Thompson v NSL Ltd [2021] EWHC 679 (QB)


The issue of revising Costs Budgets is a matter of ongoing litigation given the number of recent Judgments handed down; this is under the new regime of CPR 3.15A being the “Promptness” test in addition to the “Significant Development” test.

The case of Thompson v NSL Limited is one which pre-dated CPR 3.15A, technically there was no need to consider the “promptness” test, but Master McCloud did provide some commentary on the issue.

The claim is a personal injury claim which started life in the County Court with a value limited to £150,000, the Costs Budget was prepared on that basis and a CCMC was listed. However in the period between the filing of the Costs Budget and the CCMC evidence was received by the Claimant’s Solicitors which substantially increased the value of the claim to £3.9m; this fact was known to the parties and also the District Judge at the CCMC, the Costs Budgets were approved by the District Judge at the CCMC and the Costs Management Order was made.

Shortly after the CCMC, the Claimant made an Application to transfer the matter to the High Court and subsequently an Application was made to revise their Costs Budget upwards.

In relation to the Significant Development, the basis for the revision to the Costs Budget was not based just on value but also:


“on the argument that the case has turned out to be in certain key respects more complex and more demanding of legal time and cost than was reasonably anticipated when the budget was drafted.”


In relation to the test for satisfying that a Significant Development has occurred the Master confirmed that the bar should not be set too high as this would be undesirable as a matter of policy given the potential to “encourage inflated, precautionary budgets”

It was confirmed in the case of “Sharp v Blank and Others” that the point which Significant Development can occur is “since the [Costs] Budget was prepared”; as such this test was met as the Costs Budget had been prepared prior to the new evidence being received. However the Master advised that it was not always a case of a Significant Development being a single or specific event


“However there will be cases, and I think this is in part one of those, where the nature of the claim evolves and a time comes when it is reasonably appreciated that it is a different type of beast from the claim which was initially pursued, and that one may not be able to point to one specific event which led to that so much as a collection of factors.”


The Master provided guidance on the best practice to be undertaken in situations such as this, i.e. where the Significant Development had occurred after the deadline for filing the Costs Budget:


“In my judgment best practice if possible would be for the party needing a revision (where the significant development threshold is crossed after service of the budget and after the deadline has passed) to competently draft a revised budget, with access to the necessary costing expertise, and to provide it in proposed form first (as the rules currently require before an application is made to the court) to the other side with a view to agreement.
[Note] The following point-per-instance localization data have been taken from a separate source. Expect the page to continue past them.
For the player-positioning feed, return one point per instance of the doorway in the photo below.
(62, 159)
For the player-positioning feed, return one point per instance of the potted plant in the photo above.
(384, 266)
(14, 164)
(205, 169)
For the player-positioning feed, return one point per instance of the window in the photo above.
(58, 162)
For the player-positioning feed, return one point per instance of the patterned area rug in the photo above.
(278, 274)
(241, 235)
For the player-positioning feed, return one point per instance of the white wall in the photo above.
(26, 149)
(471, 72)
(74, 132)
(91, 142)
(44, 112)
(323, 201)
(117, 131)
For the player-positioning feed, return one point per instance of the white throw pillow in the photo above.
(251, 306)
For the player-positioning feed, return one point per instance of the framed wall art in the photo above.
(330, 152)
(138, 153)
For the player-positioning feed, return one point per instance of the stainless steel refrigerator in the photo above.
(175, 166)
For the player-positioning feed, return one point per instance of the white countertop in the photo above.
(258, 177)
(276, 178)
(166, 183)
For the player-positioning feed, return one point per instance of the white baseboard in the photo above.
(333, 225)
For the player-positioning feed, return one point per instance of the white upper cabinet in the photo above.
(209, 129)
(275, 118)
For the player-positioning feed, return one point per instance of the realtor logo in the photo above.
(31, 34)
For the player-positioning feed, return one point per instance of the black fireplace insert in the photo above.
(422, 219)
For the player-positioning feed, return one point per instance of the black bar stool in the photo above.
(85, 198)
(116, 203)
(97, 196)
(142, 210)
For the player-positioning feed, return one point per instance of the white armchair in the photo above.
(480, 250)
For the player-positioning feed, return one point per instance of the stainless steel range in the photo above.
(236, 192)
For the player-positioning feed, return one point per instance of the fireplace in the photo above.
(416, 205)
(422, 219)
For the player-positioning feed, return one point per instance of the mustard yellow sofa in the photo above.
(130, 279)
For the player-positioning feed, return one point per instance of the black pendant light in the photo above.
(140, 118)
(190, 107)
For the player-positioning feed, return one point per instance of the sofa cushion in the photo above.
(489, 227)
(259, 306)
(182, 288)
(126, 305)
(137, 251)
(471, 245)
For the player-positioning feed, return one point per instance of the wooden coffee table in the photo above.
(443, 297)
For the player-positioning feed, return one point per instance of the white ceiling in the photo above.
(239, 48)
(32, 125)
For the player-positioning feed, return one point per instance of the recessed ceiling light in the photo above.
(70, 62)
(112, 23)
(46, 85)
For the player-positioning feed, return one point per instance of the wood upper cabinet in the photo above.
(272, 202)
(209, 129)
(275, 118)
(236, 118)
That takes time to do properly especially where a change is a very significant one: it is unhelpful to do it less than competently. If it is not agreed – and the other party has been given a fair time to consider it – only then should application be made to revise the budget (and that, as the rules now say, must be done promptly once it is needed).”


In this particular case the above best practice simply could not be complied with due to the shortness of time and the Master appreciated this in her Judgment; however it was commented that the Claimant had made the appropriate Application without undue delay and any delays in the hearing of the Application were no fault of the Claimant.

A question some practitioners may ask themselves is why did the Claimant not inform the District Judge at the CCMC that the Costs Budget needed revision? The Master said this would have been ideal but it was by no means a factor to defeat the Application.


“the probable response from a judge in that situation would have been to note the point and say it was a bridge to cross in the event that an application was made, and I am now the judge on the bridge.”


On the flip side the Master said that it could be possible in certain situations to deal with the necessary variations “on the hoof”; however this would depend upon the facts of the case and the Master advised the facts of this case did not favour this approach as the favoured approach of Master McCloud was detailed in her Judgment.


“It is far better in my judgment that a ‘proper job’ of budgeting is done on the basis of properly drafted and served budgets at a CCMC with clear assumptions served in time for the strict CPR deadline (see my and the Court of Appeal’s judgment in the Mitchell case), and that if an intervening event or general evolution of the case means that the budget then before the court may in fact have to be revised later, then unless it is possible (competently) to revise and consider a new budget either budgeting should be deferred or it should be proceeded with but subject to a likely revision later.”


From this case it can be concluded that not all Significant Developments originate from a single event and consideration needs to be given to the potential for a number of events/factors which give rise to a Significant Development. This especially needs to be taken into account at the stage of preparing the Costs Budgets and whether any evidence is awaited which could impact the assumptions within the Costs Budget.